At this time, Schindler was a notable member of the Nazi Party, having developed solid relationships with several Nazis after utilizing their interests to avoid the death penalty in Czechoslovakia. Many Jewish survivors recalled the swastika badge Schindler boasted on his coat collar.
Schindler's List Was Actually Nine Separate Lists Penned By A Jewish Man
In Schindler's List, the frantic composition of the eponymous series of names––Jewish people Schindler planned to save by sending them to his factory rather than concentration camps––is a primary point of focus. This depiction, however, strays considerably from history. According to a Forbes review of Schindler's biography,
"Oskar Schindler convinced German authorities his [enamelware] factory was vital and that he needed trained workers. But Schindler did not author or dictate the list of who would go on the transport."
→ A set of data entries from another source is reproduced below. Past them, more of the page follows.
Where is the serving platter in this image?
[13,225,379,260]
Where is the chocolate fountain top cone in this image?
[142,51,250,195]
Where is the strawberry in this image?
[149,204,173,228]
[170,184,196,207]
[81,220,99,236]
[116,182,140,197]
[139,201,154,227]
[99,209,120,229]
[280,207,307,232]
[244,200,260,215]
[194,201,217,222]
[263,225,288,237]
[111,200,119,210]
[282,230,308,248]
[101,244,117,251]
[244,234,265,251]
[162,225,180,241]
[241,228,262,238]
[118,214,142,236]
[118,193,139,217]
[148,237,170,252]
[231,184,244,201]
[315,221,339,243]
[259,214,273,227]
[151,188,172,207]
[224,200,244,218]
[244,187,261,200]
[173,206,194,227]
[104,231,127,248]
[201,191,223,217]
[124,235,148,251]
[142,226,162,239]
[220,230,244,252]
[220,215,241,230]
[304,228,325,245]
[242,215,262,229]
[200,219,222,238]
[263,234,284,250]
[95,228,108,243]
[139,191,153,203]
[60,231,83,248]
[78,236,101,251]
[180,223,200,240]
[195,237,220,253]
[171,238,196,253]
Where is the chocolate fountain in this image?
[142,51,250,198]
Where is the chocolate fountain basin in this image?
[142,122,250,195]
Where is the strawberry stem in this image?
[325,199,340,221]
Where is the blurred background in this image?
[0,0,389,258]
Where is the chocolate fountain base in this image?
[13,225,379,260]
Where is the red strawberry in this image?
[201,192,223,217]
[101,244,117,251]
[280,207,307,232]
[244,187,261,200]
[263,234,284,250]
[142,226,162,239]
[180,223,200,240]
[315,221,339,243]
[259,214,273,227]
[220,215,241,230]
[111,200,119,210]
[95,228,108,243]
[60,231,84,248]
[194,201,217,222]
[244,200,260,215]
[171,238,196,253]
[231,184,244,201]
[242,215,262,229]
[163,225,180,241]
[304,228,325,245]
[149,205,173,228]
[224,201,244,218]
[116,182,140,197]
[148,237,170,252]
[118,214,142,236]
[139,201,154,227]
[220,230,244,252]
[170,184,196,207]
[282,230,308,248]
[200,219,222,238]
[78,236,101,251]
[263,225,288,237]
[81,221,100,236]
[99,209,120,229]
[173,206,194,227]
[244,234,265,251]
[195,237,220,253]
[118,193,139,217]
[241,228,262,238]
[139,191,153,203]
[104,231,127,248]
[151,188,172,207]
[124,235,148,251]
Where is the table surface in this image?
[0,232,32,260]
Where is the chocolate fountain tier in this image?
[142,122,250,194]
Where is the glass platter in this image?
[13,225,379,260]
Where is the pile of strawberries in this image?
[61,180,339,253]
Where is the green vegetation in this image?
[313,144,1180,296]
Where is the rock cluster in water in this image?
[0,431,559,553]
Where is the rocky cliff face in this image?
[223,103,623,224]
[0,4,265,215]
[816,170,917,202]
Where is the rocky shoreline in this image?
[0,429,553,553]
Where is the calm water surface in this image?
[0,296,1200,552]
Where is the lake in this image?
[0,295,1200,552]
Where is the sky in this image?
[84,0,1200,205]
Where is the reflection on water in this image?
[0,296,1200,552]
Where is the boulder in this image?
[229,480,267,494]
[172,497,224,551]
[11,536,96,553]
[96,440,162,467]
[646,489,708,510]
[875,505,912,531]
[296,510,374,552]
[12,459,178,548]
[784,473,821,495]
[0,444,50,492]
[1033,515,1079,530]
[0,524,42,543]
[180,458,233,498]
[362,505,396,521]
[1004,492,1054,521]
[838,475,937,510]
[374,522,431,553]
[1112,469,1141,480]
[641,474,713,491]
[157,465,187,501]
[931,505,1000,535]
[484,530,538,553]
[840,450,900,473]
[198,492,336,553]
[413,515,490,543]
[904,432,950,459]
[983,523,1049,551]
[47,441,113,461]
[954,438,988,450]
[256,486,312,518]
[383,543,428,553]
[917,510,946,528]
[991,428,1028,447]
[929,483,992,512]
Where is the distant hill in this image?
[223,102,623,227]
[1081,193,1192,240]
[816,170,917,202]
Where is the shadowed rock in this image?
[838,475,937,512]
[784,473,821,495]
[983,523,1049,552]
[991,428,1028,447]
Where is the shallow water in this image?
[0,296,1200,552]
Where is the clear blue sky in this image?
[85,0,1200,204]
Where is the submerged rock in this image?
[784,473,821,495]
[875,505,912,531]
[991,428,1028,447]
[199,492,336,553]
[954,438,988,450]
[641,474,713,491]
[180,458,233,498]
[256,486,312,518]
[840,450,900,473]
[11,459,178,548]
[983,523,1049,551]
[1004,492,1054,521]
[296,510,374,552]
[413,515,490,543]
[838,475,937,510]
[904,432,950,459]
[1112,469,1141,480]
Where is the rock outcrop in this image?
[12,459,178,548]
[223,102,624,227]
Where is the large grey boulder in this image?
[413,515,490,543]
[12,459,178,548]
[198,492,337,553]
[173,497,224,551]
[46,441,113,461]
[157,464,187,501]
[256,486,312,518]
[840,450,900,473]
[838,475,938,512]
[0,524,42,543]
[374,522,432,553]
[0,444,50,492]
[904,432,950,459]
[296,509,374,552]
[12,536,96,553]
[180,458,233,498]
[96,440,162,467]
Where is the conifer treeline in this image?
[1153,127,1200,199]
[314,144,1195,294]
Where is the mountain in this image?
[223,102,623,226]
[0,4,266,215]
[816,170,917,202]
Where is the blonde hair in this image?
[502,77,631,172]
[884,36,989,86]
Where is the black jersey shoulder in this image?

The famed list was actually comprised of nine different lists made over the course of several years, compiled largely by a Jewish man named Marcel Goldberg, a reportedly corrupt member of the security police. Schindler allegedly suggested names for the lists, but was largely unaware of which people he was saving. The author of the final five lists is unknown.
Schindler Was In Prison When The List Was Written
Contrary to Spielberg's film, Schindler was in prison for bribery while Marcel Goldberg wrote the first four lists. In addition, Itzhak Stern, the list's transcriber in the movie, wasn't even working with Schindler at the time the lists were penned.
Schindler Never Saw The Girl In The Red Coat
In the film, the girl in the red coat is the catalyst for Schindler's moral transformation, but historically, this moment never happened. While he did witness a similar scene about a year later, and while that particular girl did exist, she wasn't part of the roundup Schindler witnessed in the movie. He eventually did undergo a moral transformation, though it was much slower than depicted onscreen.